Treating the Mobile Platform as a New Medium

The New York Times’ Lorne Manley has this in-depth piece today on mobile media, with a primary focus on Trip Hawkins’ start-up Digital Chocolate. Hawkins, former Apple employee and founder of Electronic Arts, is no kid but he has an iconoclastic view of mobile media content development.

Hawkins has focused his well-financed company on low-tech, social networking applications that take advantage of the mobile platform’s unique characteristics.

That resulting connection, that social interaction, can be much more lucrative than costly, classic content, in Mr. Hawkins’s estimation. The first big mobile hit will be a completely original creation, he contends. “If you’re going to really establish something as a new medium, you can’t do that with content that is derivative and a second-class version of another medium,” Mr. Hawkins said.

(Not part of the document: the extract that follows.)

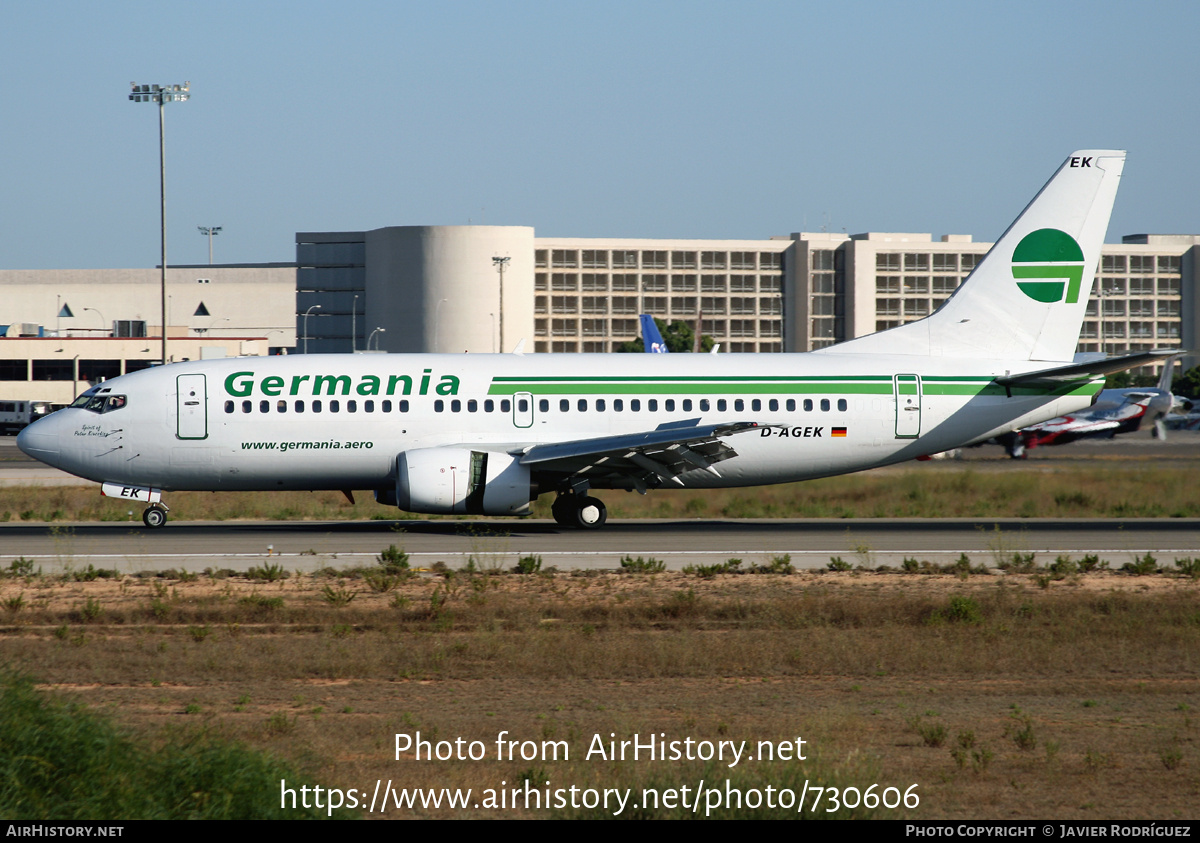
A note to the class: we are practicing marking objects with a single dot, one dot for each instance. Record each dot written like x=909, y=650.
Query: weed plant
x=61, y=760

This approach differs from that of major media companies that are looking to leverage the mobile device as an extended outlet for hit content created for television or other traditional media.

Needless to say, plenty of entertainment and media companies do not share that pointed opinion. From Hollywood to the Bristol, Conn., campus of ESPN, companies are spending hundreds of millions of dollars to adapt their current brands in television, movies, games and news and information to the tiny screens of mobile phones, and creating new programming.

The article makes a point worth underscoring: this is a new medium and it makes no sense to expect it to behave like the old media. (This idea that mobile platforms or the Internet or other new distribution outlets will replace or pale in comparison or won’t stack up or whatever to TV, for example, must be stamped out.)

There is some common ground between wildcatters like Mr. Hawkins and Fortune 500 executives in trying to crack the elusive code for moneymaking products in this new medium. In theory, everyone agrees that merely plunking down reformatted programming from other media, like television, does not work because that does not make the most of the mobile phone’s particular attributes, like text messaging.
Posted by Cynthia Brumfield at 11:49 AM | Print | Comments (0)

May 21, 2006

Do Broadband Providers Employ Blog Comment Shills?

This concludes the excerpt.